Her father teased that, "All the eligible young men would rush to the centre to check out the new teacher." At Rush Centre, Gladys taught over 20 children in eight grades. Being a calm person who did not get upset at the usual pranks and mischief children do, Gladys had no discipline problems with her large class. Nor did she get upset at her first Christmas concert when the beautiful balloons that decorated the hall began to pop as the wood stoves got hot.

Gladys taught in the second Bearberry school which was built in 1935 after the first school burned down. Her school, located near the store, had a cloakroom, a shelf for the water bucket, a wood stove and one shelf of books. The larger student desks were at the back and the smaller ones near the front, close to the blackboard and the teacher's desk.
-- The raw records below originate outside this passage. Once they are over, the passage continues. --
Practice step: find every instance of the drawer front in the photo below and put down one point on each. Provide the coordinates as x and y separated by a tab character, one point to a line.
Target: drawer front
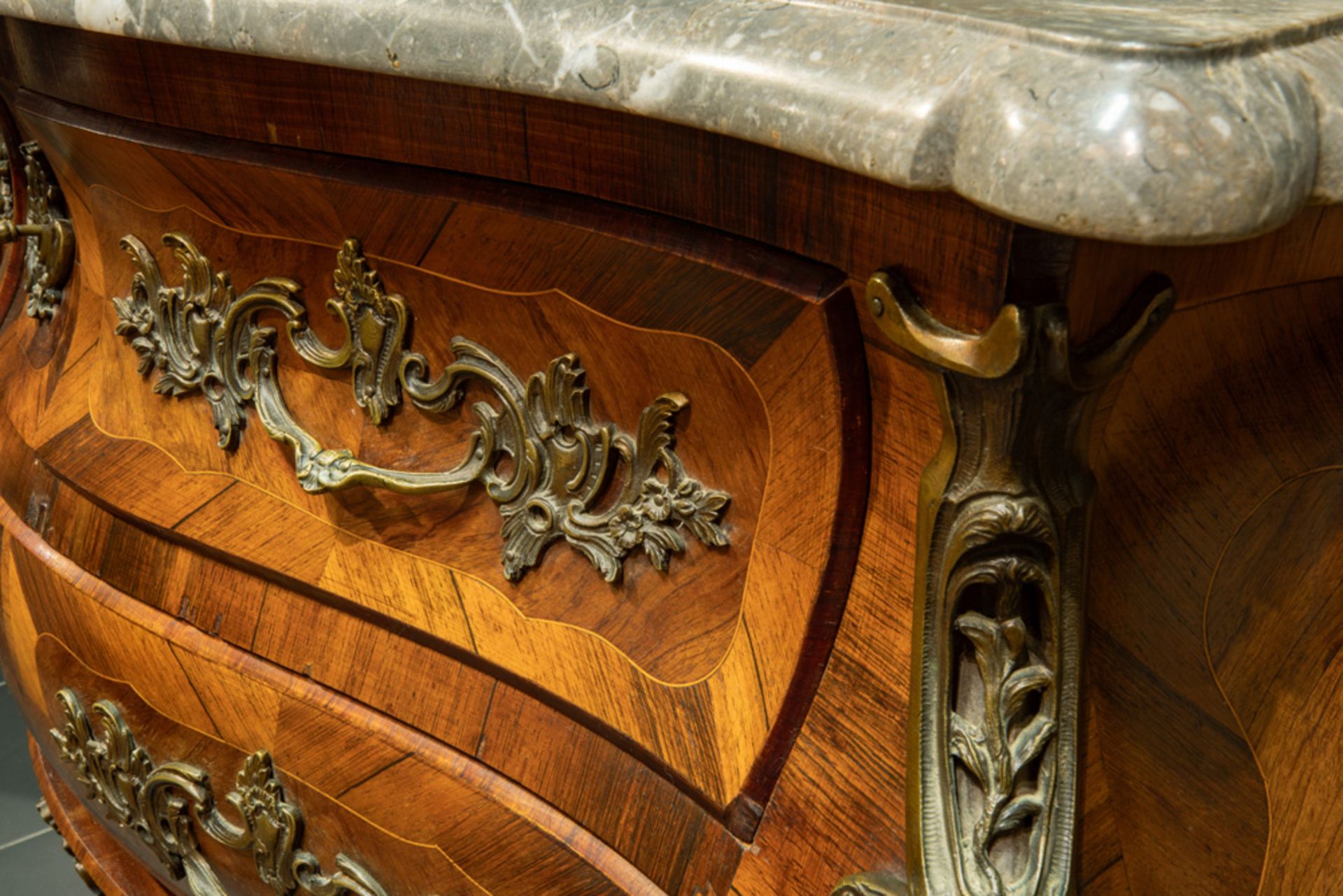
684	605
214	766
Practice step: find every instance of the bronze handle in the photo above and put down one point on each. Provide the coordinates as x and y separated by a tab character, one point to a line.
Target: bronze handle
50	249
166	805
204	338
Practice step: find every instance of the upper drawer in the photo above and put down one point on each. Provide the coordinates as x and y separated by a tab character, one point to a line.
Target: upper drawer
613	456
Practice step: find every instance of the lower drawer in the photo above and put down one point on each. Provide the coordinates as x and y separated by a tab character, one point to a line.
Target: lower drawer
225	774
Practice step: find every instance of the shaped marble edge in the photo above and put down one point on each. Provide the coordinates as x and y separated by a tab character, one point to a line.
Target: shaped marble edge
1141	121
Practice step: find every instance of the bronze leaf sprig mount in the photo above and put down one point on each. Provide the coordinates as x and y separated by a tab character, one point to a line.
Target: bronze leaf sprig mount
204	338
1004	509
168	805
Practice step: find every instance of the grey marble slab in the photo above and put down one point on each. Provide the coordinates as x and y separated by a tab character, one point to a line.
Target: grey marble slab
1189	121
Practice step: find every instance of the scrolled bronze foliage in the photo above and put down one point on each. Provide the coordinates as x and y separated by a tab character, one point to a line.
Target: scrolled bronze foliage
166	805
50	241
206	338
1001	569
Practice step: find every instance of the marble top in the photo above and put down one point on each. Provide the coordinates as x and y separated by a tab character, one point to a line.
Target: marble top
1182	121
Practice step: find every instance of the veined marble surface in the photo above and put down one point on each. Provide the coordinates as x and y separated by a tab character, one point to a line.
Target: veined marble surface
1143	121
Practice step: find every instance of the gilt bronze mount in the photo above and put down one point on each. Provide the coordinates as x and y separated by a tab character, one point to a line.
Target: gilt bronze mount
169	805
206	338
998	621
49	238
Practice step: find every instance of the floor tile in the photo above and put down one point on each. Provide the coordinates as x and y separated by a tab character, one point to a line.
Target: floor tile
39	867
17	788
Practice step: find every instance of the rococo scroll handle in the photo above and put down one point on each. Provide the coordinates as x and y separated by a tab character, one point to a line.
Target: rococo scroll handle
50	241
204	338
998	621
169	805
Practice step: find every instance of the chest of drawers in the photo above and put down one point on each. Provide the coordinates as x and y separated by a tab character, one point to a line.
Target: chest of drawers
525	456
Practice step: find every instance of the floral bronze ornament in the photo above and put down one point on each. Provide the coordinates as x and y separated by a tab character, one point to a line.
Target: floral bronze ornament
50	241
1001	567
166	805
204	338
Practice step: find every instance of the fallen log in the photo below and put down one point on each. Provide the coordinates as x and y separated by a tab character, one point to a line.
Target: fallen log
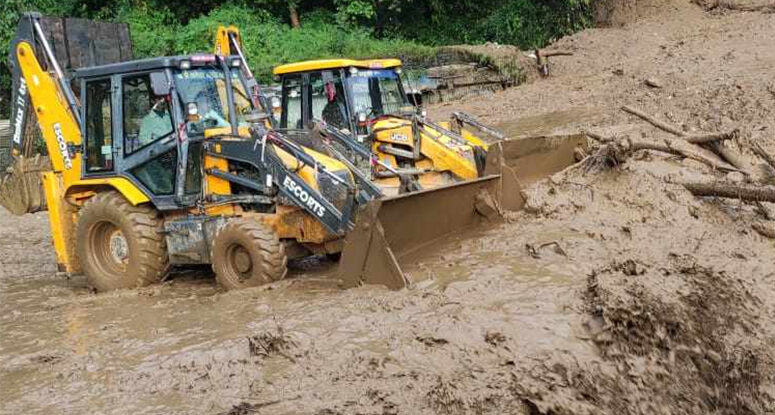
700	154
712	140
597	137
733	191
764	230
711	137
614	153
653	121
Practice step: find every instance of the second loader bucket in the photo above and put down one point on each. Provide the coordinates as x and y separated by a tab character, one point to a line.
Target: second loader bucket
388	230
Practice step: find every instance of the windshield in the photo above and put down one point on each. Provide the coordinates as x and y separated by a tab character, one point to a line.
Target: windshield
377	92
204	95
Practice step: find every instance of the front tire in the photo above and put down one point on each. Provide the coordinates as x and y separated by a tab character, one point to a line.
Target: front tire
247	253
120	245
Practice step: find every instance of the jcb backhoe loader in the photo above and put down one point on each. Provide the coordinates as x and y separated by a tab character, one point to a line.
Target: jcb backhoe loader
169	161
430	178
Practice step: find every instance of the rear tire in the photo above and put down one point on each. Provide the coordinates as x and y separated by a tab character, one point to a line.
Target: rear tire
120	245
247	253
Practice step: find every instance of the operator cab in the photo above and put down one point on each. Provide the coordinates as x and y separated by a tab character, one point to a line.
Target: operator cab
147	120
347	94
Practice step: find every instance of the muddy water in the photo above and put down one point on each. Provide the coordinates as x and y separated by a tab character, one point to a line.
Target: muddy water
299	346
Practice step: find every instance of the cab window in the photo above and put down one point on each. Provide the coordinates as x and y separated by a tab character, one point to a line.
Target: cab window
291	112
147	117
376	92
326	96
99	136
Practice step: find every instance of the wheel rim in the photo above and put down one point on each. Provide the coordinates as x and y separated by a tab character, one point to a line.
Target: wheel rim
109	248
119	247
239	262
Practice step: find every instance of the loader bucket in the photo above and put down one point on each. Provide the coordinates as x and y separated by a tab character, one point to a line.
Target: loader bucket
387	231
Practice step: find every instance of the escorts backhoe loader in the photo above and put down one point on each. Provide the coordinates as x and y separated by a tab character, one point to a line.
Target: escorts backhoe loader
430	179
168	161
158	162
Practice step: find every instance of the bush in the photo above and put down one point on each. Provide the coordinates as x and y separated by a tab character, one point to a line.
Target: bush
269	42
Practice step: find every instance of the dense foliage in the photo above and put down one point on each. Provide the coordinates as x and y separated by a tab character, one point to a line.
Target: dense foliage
280	31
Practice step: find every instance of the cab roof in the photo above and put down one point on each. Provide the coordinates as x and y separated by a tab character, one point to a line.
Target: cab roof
149	64
322	64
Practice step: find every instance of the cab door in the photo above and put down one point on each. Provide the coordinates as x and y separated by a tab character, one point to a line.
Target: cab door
98	126
147	138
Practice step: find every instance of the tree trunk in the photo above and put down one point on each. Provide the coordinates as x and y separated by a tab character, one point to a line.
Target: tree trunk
756	193
294	14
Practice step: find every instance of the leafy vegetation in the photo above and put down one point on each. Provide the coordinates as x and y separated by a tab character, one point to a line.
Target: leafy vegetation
281	31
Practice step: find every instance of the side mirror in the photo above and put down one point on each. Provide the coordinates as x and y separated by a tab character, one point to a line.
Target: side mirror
160	84
192	108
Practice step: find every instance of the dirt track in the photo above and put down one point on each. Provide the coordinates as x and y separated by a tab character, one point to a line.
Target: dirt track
655	302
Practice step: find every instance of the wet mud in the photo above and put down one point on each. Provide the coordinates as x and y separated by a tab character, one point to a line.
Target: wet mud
614	291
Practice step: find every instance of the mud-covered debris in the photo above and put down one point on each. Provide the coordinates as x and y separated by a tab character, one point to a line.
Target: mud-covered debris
630	267
271	343
534	250
653	83
431	341
446	397
494	338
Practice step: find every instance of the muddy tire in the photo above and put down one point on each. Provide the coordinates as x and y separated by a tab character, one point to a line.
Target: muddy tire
247	253
120	245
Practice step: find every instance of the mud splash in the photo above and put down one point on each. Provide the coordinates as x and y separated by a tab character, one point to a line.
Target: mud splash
299	346
616	292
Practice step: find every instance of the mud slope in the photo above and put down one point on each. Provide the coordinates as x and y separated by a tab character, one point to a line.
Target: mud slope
615	292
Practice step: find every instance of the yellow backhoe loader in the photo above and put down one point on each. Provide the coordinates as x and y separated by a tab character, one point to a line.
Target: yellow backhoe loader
172	160
430	178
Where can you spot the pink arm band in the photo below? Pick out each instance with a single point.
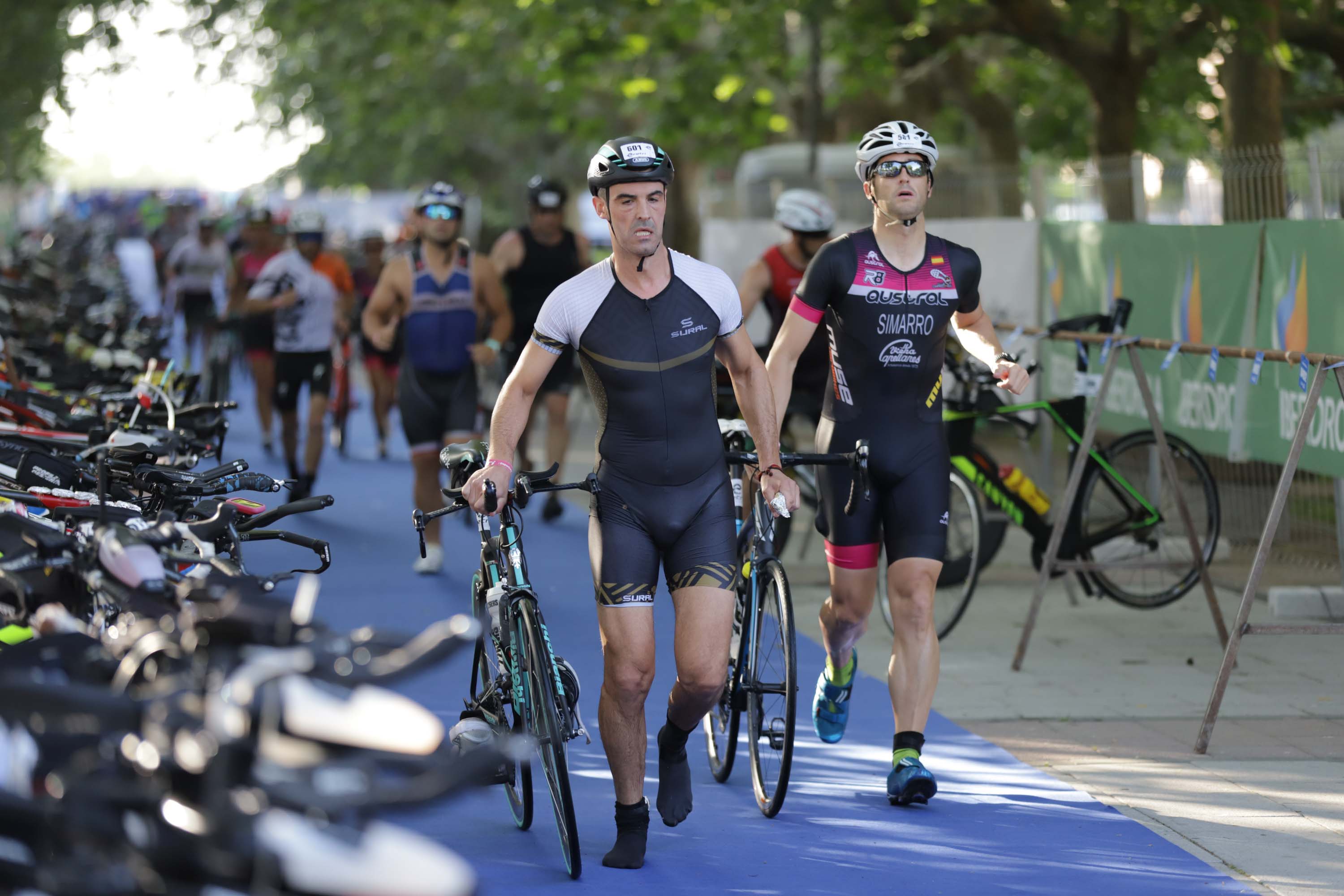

Gladys liked having Grades 1 to 9 in the same room because the younger ones listened to and learned from the older children's lessons as well as their own. One of the highlights during her three years of teaching in Bearberry was a field trip to Calgary to see the King and Queen. The students, a parent or two and Gladys made the trip to Calgary in the back of a truck driven by Stan Pearce. For some of the children, the visit was their first experience in a city. Gladys enjoyed teaching and is very proud that her granddaughter, a teacher in Olds, has followed in her footsteps.

Her Children

Gladys remembers taking them all berry picking almost every good day during the summer. She, her good friend, Daisy McNab and their children pulled a little wagon full of lunches, water, berry pails and sometimes a tired child across the road to the quarter west of Locken's. The children played while the women picked cranberries or blueberries. "They never seemed to tire of going." Gladys says. Greta Malhof, another very good friend, and Gladys were often together. Since each had children with red hair, they were often complimented on their "little red heads" no matter which mother happened to be with the children. Gladys likes belonging to a large family that includes her "wonderful bunch" of eight grandchildren and 12 great-grandchildren. She would like to pass on her deep faith and belief in the Bible that has sustained her through all of life's troubles and triumphs to the younger members of her family, but she doesn't push it.